Estuve 12 días hospitalizado, esperando a que las quemaduras se cerraran. Procuré no comer, pues por
las esquirlas en la cola no me podía sentar en el inodoro, y mucho menos podía hacer en el aire, pues no
tenía mis brazos para agarrarme. Los tres meses siguientes tuve que irme al apartamento de mi
hermano a vivir para que él cuidara de mí. Como golfista profesional que soy, estuve alejado de las
canchas por ocho meses, lo cual resultó en una baja de nivel. Afortunadamente como profesional que
soy, no dependo de los torneos, sino de las clases que doy, y eso me permitió retomar mis actividades
diarias sin mayor trastorno. Durante mi recuperación me tocó estar un mes en silla de ruedas, y tres más
con muletas, lo único bueno de esto era no tener que hacer fila en los bancos. Todavía tengo esquirlas
en mi costado derecho. De cuando en vez el cuerpo expulsa alguna, las que no, están a la vista y parecen
heridas de guerra, al tocarlas, se siente el metal del que están hechas. Algunas quedaron a milímetros
de la columna, esos milímetros de distancia impidieron que quedara cuadripléjico.

María Alejandra recibió varias esquirlas y fracturas de tibia y peroné, pero por lo menos mi cuerpo
impidió que 300 más se le clavaran a ella.
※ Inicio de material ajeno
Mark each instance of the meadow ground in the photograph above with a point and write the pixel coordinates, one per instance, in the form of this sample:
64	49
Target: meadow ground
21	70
La hermana de María Alejandra también recibió varias
esquirlas, su novio recibió una en el pulmón, pero afortunadamente evolucionó bien. Como dije, a
Ximena no le pasó nada.

El 15 de noviembre de 2003, una joven que aún recuerdo haber visto a unas mesas de distancia perdió
la vida; otras 2 personas murieron en los hospitales. Como ya dije, de los gringos con las prepagos nunca
se supo nada. Seguramente quedaron muy malheridos pues estaban más cerca y de frente a la granada;
parece que eran funcionarios de la Embajada, pero nunca se pudo confirmar, pues no figuran en los
registros de los hospitales y son un misterio. Dicen que se los llevaron con las prepagos esa misma noche
a Estados Unidos y que encubrieron bien la cosa, pues de comprobarse que eran funcionarios de la
Embajada, el gobierno americano nos habría tenido que indemnizar a todos, pues los funcionarios de
sus embajadas siempre son objetivos militares. Lo único que nos quedó claro de esa noche fue una
indemnización que recibimos de dos salarios mínimos y una carta que llegaría días después avisándonos
que todo el tratamiento de nuestras heridas sería completamente gratuito y cubierto por el gobierno
colombiano. Esa noche quedamos también con una profunda gratitud con esas personas anónimas aún
que nos salvaron la vida, y con la certeza de que la muerte ronda entre nosotros y en cualquier
momento puede estar buscando nuestros nombres.